Mi sento un po’ giù

“Cosa c’è figlio mio?” chiese al suo figliolo, che aveva l’aria un po’ abbacchiata. “Niente” rispose, palesemente mentendo, sapendo che avrebbe insistito per saperlo. “Mi sento un po’ giù, ecco tutto”.

“Che ti è successo oggi? Di sicuro qualcosa non ti è andato per il verso giusto” riprese il padre. “Non è solo oggi – proseguì il figlio – ormai è da un po’ che è così; mi alzo al mattino e non so perché, corro al lavoro, ritorno col fiatone a casa dove mi aspettano altre fatiche, mi spremo per fare al meglio, e alla fine non ne ricavo nulla”.

“Mi dispiace, figlio mio – continuò il padre un po’ addolorato per la sua delusione che sapeva avere confini più ampi – vorrei risolverti tutto con un colpo di bacchetta magica, ma non servirebbe. Vedi, non si tratta di vivere un’altra vita, ma di trovare il senso a questa, che ho preparato per te”.

“Sì ma per me questa vita così com’è non ha senso, non vedo, non  capisco, ci sto male, vorrei cambiare tante cose e non posso, insomma, mi sento in carcere!”. Quel Padre buono si addolorò in cuor suo della sofferenza di quel figlio, che tanto amava. Sapeva dove l’avrebbe portato quella catena di eventi che la sua provvidenza aveva predisposto per lui, ma voleva che ci arrivasse liberamente.

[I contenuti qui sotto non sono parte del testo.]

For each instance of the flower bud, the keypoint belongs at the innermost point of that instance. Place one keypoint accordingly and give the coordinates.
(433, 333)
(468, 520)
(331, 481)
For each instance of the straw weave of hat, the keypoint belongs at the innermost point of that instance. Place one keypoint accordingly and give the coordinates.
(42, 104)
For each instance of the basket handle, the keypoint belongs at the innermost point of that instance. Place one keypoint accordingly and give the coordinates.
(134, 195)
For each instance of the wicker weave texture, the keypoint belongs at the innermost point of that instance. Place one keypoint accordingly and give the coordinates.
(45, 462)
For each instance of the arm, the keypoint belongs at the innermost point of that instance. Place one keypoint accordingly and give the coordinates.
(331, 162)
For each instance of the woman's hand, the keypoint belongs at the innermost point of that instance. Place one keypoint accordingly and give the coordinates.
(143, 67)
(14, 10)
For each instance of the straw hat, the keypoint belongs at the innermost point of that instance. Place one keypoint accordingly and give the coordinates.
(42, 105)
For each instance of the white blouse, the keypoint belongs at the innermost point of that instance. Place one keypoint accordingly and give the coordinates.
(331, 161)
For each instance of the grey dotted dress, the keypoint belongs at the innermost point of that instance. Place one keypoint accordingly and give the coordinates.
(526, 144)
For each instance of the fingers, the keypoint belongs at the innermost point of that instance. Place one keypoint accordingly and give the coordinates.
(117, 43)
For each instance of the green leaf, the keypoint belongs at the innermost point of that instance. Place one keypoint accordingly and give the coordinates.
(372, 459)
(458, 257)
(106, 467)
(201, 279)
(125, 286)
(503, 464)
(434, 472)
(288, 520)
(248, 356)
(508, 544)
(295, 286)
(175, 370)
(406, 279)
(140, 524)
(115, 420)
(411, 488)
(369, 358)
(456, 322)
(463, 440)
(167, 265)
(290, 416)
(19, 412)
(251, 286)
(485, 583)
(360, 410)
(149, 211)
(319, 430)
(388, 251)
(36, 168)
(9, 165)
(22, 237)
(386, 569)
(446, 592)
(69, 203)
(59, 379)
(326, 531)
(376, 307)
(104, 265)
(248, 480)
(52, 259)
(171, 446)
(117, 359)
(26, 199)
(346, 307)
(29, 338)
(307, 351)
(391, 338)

“Figlio mio – riprese il Padre – lo so che vorresti vedere e capire tutto ma non puoi farlo. Vorresti una sicurezza che non hai, ma credimi, non sono le cose che ti proteggeranno. Ti chiedo di fidarti di me, e delle giornate che volta per volta ti regalo; usale come una scala, un’ora dopo l’altra, un gesto dopo l’altro, per costruire una nuova vita in te, cercando di uscire dai tuoi soli problemi, chiedendo aiuto se necessario. Credimi, non ti farò mancare nulla di ciò che davvero ti è necessario, di ciò che realmente serve al tuo cuore e alla tua anima”.

Da allora alcune luminose bricioline di pane ti hanno segnato la via, hai scoperto che quei semplici gesti di interesse per chi ti circondava, quelle piccole e nascoste rinunce a cose che ti apparivano fino ad allora falsamente indispensabili, ti rendevano più libero e leggero ogni giorno di più.

Quel giorno ti sei accorto che – forse – la “mistica del magari”, magari fossi così, magari avessi questo, magari non mi fosse successo quello, era per te un vicolo cieco, e tarpava le ali ad ogni tuo slancio.

Ti sei affidato alla tua noiosa giornata gettandoti come un passero ad ali spiegate nell’aria che non si vede ma lui sa che c’è, e gioca a fare l’aquila ben più grande di lui, per sognare, volare più in alto, e come lei essere capace di guardare il sole.

Quel giorno, nei mille dettagli che hai cominciato a notare, hai iniziato a scoprire il senso. Era l’amore di chi ti aveva voluto.